Dykstra had been among the candidates for the first managership of the city in 1925, and when Sherrill resigned in 1930 to take a position with Procter and Gamble, he was quickly selected to replace him. Dykstra's identification with the successful "Cincinnati experiment" established his reputation as one of the country's leading professional administrators.
In his seven years at Cincinnati, he carried forward the work begun by Seasongood and Sherrill, expanding and improving city services despite problems brought on by the depression. Although he instituted improvements in zoning, waste collection, purchasing, public works, and social programs, Cincinnati's tax rate remained the lowest in the nation for a city of its size.
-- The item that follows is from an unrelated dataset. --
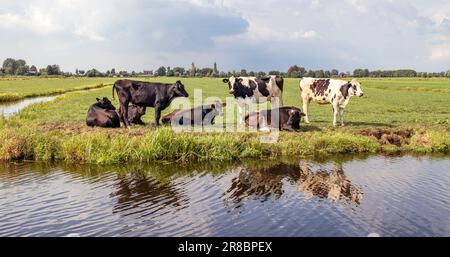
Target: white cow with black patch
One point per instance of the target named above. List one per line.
(248, 90)
(329, 91)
At Cincinnati, the six-foot-three, two-hundred-pound Dykstra was at the height of his career. He served in important capacities in many organizations, such as president of the International Association of City Managers, member of the Technical Advisory Board of the National Emergency Public Works Administration, and president of the National Municipal League (1937-1940).
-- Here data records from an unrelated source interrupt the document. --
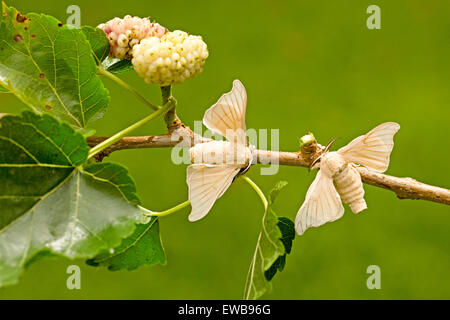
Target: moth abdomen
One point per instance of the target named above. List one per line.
(349, 186)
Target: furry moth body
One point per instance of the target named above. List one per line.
(339, 182)
(346, 180)
(216, 163)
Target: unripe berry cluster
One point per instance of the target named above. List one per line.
(171, 59)
(124, 34)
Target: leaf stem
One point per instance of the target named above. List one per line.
(150, 213)
(125, 85)
(171, 118)
(258, 191)
(108, 142)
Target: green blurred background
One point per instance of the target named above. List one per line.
(307, 66)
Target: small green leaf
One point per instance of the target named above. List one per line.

Dykstra viewed his stint as a professional city manager as field experience for his academic career, and by April 1937 he returned to academic life as president of the University of Wisconsin. He assumed his post at a particularly difficult time in the university's history - the major handicaps stemmed from a bitter struggle between the regents and his predecessor, Glenn Frank. Although according to Time, he "kindled no fire among faculty or students, " his leadership received generally favorable reaction as he applied the same techniques of administration that he had used to advantage in Cincinnati. In 1940, President Roosevelt appointed Dykstra as the first director of the Selective Service System. In this capacity he organized the peacetime draft and devised the structure and policies that characterized the system throughout the war. Early in 1941, he left this position to become chairman of the newly formed National Defense Mediation Board, a forerunner of the War Labor Board. Dykstra retained his university post while in Washington, and after leaving the Selective Service Board, he was able to devote more time to the university, although throughout the war he continued to serve on numerous national boards and committees. He played an especially significant role in developing the Army Special Services and the Armed Forces Institute. In February 1945, he returned to the University of California at Los Angeles as provost and set about molding the loosely organized, rapidly growing, former teachers' college into a university.
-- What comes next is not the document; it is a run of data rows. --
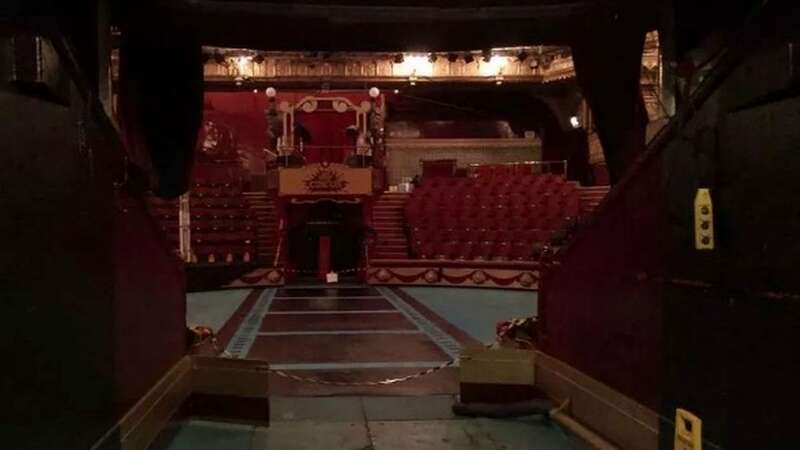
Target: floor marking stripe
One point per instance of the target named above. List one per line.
(324, 286)
(332, 297)
(240, 343)
(336, 332)
(311, 313)
(446, 342)
(355, 365)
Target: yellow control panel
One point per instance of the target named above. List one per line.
(703, 220)
(688, 431)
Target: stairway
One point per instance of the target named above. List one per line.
(388, 219)
(591, 196)
(263, 206)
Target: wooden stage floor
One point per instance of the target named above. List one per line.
(347, 333)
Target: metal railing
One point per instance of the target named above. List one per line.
(278, 248)
(536, 167)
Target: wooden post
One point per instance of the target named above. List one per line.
(324, 261)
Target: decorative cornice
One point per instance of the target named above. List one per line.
(414, 143)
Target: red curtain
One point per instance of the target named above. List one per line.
(244, 114)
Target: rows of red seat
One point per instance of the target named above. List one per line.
(222, 223)
(489, 218)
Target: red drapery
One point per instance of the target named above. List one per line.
(243, 113)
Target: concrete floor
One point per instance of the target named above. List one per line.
(476, 311)
(370, 423)
(419, 420)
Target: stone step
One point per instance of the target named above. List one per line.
(390, 255)
(391, 249)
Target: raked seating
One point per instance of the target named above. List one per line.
(500, 214)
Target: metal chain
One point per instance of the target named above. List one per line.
(313, 380)
(314, 272)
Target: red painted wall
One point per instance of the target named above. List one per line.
(243, 112)
(595, 314)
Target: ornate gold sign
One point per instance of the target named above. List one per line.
(325, 179)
Cool and unemotional, he lacked the charisma of Cincinnati reform mayors Seasongood and Russell Wilson. His speeches were direct, terse, deliberate, and lacking in humor. His only hobby was music, but even here he was once described as the type of man who after performing a better than average rendition of Debussy's Clair de Lune would get up from the piano saying, "The man we need for the police job is. .. ." Despite this detachment and apparent aloofness, citizens found Dykstra readily approachable.
Connections
Dykstra was married on July 31, 1909, to Ada M. Hartley, who died in 1926. They had one daughter, Elizabeth Sylvester. On December 25, 1927, he married Lillian K. Rickaby, who had been dean of women of the Riverside School in California.